- Title screen
- Developer: The Edge
- Publisher: The Edge
- Designer: Steven T. Chapman
- Series: Quo Vadis
- Platform: Commodore 64
- Release: NA: 1984; EU: 1984;
- Genre: Action-adventure game
- Mode: Single-player

= Quo Vadis (video game) =

1984 video game

Quo Vadis is an action-adventure game designed by Steven T. Chapman for the Commodore 64 and released by The Edge in 1984.

==Gameplay==
The player explores a network of caverns in search of the Sceptre of Hope while avoiding enemies and lava pits. The character is controlled with a joystick and can move in four directions and jump diagonally. The player's weapon continuously fires in the direction of movement.

Riddles are hidden throughout the caverns and form part of a competition associated with the game. Players were required to locate the riddles, solve them and identify the location of the Sceptre of Hope.
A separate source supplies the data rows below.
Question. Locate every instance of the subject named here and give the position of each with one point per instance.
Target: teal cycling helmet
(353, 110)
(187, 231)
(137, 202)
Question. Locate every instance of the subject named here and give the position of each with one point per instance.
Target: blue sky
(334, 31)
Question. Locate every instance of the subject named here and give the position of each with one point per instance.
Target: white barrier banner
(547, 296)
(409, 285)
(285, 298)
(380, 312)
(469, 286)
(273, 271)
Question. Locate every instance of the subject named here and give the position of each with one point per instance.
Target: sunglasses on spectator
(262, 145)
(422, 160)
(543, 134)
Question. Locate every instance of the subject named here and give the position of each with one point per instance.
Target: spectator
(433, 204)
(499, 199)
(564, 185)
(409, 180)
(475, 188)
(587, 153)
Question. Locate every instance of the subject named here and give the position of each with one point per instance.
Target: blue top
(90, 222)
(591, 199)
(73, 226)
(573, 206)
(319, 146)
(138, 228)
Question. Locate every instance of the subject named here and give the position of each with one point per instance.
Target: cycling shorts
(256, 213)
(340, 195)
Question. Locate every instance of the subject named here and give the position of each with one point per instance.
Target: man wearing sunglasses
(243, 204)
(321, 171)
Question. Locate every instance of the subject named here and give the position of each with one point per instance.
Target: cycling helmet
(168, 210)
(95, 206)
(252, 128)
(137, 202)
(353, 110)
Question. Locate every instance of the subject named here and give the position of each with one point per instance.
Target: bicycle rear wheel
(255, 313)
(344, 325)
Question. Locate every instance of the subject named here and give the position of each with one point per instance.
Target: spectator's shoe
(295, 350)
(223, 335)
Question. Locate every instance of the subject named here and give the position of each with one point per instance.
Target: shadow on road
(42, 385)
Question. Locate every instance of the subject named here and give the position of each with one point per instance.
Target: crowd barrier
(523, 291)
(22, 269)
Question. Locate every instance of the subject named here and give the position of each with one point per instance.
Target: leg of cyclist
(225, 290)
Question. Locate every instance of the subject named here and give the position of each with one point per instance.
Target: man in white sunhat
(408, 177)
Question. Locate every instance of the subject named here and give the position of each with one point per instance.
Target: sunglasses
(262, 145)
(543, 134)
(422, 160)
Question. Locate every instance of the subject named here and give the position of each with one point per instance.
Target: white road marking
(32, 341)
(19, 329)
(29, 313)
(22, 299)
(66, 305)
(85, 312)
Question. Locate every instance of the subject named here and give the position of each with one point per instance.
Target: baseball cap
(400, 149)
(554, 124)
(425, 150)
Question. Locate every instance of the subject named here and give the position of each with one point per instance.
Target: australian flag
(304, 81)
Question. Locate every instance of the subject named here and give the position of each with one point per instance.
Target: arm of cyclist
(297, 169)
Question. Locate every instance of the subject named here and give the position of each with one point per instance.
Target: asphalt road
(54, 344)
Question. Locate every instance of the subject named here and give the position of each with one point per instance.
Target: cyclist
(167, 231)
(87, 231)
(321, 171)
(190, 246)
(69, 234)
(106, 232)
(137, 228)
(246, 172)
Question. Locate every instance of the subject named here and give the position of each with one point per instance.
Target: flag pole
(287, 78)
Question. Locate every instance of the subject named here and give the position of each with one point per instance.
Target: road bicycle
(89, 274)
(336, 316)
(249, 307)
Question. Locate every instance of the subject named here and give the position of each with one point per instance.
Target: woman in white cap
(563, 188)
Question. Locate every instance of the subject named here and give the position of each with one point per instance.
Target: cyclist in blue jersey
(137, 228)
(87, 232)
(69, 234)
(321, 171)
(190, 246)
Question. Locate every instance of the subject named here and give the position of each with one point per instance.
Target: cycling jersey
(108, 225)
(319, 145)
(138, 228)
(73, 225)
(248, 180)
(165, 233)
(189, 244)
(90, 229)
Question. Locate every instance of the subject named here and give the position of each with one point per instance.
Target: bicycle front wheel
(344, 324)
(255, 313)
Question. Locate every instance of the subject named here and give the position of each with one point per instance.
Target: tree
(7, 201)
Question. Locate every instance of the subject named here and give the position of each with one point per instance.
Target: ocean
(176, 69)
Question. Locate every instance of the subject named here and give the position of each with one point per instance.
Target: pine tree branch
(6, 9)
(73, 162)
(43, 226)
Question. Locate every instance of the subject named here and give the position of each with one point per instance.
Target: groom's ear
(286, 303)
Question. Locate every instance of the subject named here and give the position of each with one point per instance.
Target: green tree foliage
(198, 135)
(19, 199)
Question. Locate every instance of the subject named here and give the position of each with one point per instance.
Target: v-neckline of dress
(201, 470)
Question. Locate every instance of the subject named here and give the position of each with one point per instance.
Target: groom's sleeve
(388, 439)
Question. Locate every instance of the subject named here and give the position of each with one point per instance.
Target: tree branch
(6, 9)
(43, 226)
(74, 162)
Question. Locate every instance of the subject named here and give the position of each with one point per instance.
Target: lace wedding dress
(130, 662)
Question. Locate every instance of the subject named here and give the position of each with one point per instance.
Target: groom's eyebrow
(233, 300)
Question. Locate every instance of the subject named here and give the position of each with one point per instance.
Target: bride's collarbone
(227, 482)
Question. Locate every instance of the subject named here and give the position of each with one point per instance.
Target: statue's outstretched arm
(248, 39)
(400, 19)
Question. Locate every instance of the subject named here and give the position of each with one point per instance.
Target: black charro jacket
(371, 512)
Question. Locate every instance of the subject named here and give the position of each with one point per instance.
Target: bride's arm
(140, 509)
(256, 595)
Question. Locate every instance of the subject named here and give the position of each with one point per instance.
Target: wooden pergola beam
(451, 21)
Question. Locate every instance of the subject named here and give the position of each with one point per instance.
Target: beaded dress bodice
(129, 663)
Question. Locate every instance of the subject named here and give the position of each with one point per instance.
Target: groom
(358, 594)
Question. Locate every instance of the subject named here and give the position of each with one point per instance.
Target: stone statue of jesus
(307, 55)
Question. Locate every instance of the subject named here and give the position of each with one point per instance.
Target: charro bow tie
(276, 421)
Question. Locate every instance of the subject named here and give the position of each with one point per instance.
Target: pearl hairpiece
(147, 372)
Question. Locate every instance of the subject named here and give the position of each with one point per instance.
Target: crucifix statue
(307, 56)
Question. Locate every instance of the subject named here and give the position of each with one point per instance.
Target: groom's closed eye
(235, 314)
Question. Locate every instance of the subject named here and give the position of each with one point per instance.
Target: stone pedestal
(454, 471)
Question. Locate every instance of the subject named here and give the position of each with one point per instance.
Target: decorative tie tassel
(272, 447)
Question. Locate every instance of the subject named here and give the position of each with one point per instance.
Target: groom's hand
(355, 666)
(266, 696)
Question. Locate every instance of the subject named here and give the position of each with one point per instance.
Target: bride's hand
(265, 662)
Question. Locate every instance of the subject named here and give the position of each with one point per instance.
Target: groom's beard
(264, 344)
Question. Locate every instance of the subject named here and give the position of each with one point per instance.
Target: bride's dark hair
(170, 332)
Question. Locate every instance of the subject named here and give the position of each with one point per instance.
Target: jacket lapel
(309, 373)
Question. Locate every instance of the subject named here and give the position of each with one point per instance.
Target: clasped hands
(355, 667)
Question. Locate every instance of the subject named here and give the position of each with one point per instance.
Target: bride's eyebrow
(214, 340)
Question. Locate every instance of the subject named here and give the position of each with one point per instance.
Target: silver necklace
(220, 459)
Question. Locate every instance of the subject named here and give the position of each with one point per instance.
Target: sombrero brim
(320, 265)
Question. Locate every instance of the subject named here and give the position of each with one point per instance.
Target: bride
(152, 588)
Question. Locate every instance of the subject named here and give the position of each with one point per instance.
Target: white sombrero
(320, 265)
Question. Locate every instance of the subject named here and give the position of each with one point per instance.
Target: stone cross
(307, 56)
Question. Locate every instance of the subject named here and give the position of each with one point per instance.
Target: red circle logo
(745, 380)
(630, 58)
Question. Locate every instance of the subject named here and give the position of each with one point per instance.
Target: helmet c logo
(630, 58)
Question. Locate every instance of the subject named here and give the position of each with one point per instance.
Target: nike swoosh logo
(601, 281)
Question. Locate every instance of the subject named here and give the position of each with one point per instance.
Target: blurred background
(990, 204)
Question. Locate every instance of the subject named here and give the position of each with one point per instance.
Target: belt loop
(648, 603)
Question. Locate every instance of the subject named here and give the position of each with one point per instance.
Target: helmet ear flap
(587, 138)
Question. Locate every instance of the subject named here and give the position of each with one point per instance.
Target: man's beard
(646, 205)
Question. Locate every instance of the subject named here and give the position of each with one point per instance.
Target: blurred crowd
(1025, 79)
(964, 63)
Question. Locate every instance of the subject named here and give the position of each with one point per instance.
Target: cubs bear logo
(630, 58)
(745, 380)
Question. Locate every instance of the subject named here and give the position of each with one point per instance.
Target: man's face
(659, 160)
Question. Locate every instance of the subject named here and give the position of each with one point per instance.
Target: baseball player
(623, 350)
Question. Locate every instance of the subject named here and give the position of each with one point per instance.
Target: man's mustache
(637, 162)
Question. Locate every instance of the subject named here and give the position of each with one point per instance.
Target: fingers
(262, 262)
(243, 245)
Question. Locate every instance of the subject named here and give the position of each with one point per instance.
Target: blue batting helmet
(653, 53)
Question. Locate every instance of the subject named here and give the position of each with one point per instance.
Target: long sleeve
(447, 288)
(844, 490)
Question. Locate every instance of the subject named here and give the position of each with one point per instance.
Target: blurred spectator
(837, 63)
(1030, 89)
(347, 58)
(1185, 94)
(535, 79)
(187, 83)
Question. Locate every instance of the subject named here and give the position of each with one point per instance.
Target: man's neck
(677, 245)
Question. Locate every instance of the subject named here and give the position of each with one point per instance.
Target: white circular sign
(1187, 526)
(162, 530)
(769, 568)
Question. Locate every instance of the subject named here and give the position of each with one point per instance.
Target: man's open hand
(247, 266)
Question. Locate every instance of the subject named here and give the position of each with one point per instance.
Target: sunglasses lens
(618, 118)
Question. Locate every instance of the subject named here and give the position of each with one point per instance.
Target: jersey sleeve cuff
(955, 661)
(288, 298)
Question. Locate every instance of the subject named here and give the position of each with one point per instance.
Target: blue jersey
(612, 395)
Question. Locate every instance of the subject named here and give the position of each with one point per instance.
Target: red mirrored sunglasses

The Edge advertised the sceptre as being worth approximately £10,000. A January 1985 advertisement stated that a further £30,000 in cash would be awarded if the winning entry was received after the game's 100,000th copy had been sold.

==Reception==
Quo Vadis received the Game of the Month award in the September 1984 issue of the UK magazine Personal Computer Games.